# 2013 Sipapu Camping trip



## NMKawierider (Apr 11, 2009)

Started putting some vids together from our annual trip. This is the first- "Rocky Roads" for obvious reasons...lol. So kick it up to 1080 and full screen and enjoy a rocky-ride in the mountains.


----------



## Polaris425 (Dec 16, 2004)

Cool!!


----------



## NMKawierider (Apr 11, 2009)

Here's the next one...I call it "Encounters"


----------



## NMKawierider (Apr 11, 2009)

One more.

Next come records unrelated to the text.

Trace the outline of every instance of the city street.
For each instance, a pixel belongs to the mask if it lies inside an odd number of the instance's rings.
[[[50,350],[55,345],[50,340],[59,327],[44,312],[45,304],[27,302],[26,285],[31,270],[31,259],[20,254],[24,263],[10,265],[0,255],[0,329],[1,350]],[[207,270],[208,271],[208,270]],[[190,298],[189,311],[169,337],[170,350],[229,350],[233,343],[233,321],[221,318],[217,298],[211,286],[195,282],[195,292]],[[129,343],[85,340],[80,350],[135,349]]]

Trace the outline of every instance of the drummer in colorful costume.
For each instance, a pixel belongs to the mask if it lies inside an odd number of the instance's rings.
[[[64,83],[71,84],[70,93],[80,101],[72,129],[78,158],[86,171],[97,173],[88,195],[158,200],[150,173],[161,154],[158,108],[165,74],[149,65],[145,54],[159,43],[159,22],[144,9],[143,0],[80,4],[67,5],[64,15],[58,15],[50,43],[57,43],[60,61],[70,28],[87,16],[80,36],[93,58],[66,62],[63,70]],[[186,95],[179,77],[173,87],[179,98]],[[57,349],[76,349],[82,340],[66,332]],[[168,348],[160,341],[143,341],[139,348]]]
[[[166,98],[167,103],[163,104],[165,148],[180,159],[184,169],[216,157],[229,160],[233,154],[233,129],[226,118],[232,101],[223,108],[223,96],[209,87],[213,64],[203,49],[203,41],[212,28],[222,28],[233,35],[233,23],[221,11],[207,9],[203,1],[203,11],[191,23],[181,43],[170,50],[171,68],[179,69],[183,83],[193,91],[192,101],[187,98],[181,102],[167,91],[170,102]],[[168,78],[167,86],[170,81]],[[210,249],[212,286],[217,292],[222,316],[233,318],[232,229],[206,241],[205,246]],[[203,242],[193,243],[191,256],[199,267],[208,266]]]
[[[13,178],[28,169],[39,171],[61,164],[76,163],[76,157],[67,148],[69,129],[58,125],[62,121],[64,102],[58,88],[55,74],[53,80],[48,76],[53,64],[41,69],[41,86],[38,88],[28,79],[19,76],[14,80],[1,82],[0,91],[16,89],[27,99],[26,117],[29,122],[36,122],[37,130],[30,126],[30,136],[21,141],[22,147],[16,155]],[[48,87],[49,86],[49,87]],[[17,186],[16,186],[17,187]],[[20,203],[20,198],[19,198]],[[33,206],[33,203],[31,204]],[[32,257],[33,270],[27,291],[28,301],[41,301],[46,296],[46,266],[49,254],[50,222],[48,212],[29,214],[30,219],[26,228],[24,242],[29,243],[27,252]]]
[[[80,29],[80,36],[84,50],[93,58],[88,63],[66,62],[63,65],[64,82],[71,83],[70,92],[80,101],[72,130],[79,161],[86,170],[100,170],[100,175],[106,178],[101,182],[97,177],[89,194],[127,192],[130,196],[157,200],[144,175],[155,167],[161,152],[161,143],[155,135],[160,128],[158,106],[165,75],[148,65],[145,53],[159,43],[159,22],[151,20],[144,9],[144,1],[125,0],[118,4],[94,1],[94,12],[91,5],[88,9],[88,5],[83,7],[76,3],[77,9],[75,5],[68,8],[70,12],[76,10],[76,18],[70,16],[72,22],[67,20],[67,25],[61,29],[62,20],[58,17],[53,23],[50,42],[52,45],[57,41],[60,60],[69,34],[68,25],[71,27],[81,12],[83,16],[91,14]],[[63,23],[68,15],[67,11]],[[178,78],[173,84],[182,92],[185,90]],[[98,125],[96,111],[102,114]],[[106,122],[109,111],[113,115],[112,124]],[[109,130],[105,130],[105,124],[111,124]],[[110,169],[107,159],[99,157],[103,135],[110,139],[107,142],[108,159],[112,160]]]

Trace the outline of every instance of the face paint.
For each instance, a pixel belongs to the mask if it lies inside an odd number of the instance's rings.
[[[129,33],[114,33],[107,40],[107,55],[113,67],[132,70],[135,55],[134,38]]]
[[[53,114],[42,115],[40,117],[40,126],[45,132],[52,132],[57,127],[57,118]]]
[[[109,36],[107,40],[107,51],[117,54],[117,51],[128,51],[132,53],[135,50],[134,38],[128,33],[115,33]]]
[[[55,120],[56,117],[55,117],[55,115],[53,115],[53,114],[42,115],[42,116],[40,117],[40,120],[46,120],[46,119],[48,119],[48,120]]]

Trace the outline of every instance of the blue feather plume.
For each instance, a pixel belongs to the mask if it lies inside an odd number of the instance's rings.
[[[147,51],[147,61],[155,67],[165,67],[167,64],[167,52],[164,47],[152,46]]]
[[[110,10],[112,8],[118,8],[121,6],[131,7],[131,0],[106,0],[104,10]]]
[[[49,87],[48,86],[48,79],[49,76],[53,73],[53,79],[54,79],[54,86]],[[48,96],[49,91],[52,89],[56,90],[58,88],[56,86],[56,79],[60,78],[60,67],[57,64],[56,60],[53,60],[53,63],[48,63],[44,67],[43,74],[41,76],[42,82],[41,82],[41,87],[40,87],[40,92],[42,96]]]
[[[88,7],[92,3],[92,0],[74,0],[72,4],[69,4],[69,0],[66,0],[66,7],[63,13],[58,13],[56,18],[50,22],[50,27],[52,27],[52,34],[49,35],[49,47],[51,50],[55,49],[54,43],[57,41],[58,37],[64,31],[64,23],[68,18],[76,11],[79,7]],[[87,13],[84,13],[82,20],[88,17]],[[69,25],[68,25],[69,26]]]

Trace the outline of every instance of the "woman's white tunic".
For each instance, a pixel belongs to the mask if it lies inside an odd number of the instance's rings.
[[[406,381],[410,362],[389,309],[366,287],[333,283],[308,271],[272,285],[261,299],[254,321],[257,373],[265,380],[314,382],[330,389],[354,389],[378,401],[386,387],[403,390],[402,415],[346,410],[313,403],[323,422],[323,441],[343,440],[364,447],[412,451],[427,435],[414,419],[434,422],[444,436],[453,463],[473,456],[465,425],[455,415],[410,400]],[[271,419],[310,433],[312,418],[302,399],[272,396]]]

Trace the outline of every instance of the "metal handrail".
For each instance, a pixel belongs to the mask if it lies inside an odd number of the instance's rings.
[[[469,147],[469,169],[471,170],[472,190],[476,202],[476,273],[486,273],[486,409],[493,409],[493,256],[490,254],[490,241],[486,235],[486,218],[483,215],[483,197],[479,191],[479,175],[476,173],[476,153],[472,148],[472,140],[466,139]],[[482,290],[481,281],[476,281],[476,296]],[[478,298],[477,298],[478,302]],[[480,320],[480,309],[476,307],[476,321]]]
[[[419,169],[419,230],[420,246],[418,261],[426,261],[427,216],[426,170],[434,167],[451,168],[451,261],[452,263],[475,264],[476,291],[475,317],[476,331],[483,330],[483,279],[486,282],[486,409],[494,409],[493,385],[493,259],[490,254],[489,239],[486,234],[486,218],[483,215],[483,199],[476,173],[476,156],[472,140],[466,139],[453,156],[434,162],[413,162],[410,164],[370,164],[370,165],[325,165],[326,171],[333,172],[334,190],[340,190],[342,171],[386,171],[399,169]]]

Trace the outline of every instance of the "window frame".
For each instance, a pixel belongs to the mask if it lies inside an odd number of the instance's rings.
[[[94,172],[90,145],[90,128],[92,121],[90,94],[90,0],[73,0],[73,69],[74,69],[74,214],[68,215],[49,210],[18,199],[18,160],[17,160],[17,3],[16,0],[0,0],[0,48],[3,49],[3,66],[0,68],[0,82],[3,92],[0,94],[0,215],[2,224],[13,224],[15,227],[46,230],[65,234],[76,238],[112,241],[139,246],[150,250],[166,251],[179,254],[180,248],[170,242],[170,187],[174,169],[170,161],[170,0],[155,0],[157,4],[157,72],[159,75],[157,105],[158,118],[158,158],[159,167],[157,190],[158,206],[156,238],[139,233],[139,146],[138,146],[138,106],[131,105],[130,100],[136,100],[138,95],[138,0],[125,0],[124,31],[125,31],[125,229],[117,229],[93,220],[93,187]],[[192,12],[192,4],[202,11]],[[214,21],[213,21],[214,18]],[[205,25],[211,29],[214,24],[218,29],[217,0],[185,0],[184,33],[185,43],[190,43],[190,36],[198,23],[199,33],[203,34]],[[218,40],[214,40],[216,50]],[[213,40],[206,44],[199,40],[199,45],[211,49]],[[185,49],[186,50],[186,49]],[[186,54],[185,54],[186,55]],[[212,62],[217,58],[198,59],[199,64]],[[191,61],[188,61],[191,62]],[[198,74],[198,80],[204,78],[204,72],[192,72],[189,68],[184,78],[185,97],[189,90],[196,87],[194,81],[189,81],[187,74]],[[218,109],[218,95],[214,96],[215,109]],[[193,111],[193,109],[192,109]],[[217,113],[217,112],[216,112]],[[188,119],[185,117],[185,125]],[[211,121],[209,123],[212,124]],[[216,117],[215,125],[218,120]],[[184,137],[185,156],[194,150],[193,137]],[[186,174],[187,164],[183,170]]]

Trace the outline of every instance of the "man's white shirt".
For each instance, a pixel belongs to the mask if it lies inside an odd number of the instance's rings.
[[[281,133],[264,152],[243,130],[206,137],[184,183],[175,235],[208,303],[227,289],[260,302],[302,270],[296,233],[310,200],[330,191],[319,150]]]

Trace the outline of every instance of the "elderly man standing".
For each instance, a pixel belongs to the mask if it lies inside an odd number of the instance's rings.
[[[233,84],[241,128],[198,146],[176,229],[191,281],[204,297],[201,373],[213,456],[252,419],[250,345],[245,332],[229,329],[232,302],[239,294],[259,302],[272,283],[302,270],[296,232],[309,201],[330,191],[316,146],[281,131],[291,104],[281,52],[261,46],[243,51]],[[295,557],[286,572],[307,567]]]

Just a ride vid from Wednesday the 5th.


----------



## samtj85 (Jan 21, 2012)

Looks like fun!!!

Sent from my DROID RAZR using Tapatalk 2


----------



## Polaris425 (Dec 16, 2004)

ya'll are lucky to have so many trails like that close to home.


----------



## NMKawierider (Apr 11, 2009)

Polaris425 said:


> ya'll are lucky to have so many trails like that close to home.


Still three-hours away but I guess that beats 6...lol


----------



## NMKawierider (Apr 11, 2009)

I know you guys feel trail riding vids are pretty boring. Well, maybe here's one that will capture your interest long enough to watch it through. Be sure to go full-screen. 

Sorry D, I just had to post it...it's a guy-thing 

https://vimeo.com/71430939


----------



## Polaris425 (Dec 16, 2004)

I'm sorry but, I don't see you anywhere in the video............. :bigok: haha


----------



## 2010Bruterider (Jun 20, 2010)

Nice sound track! I have a new found interest for trail riding videos. Lol


----------



## brutemike (Mar 23, 2010)

I love it great vid. Got to to love the ladies and some good pine mtn. trails.


----------



## gtsum2 (Aug 29, 2012)

LOL...great vid! Love the scenery there


----------



## brute69 (Mar 7, 2012)

You was riding trails in this video I didn't never notice lol.


----------



## NMKawierider (Apr 11, 2009)

brute69 said:


> You was riding trails in this video I didn't never notice lol.


Yeah it takes a couple of times to notice the trails...


----------



## brute69 (Mar 7, 2012)

I hear yea I had to watch it twice to see the atv and trails good videos though


----------



## NMKawierider (Apr 11, 2009)

Thanks.


----------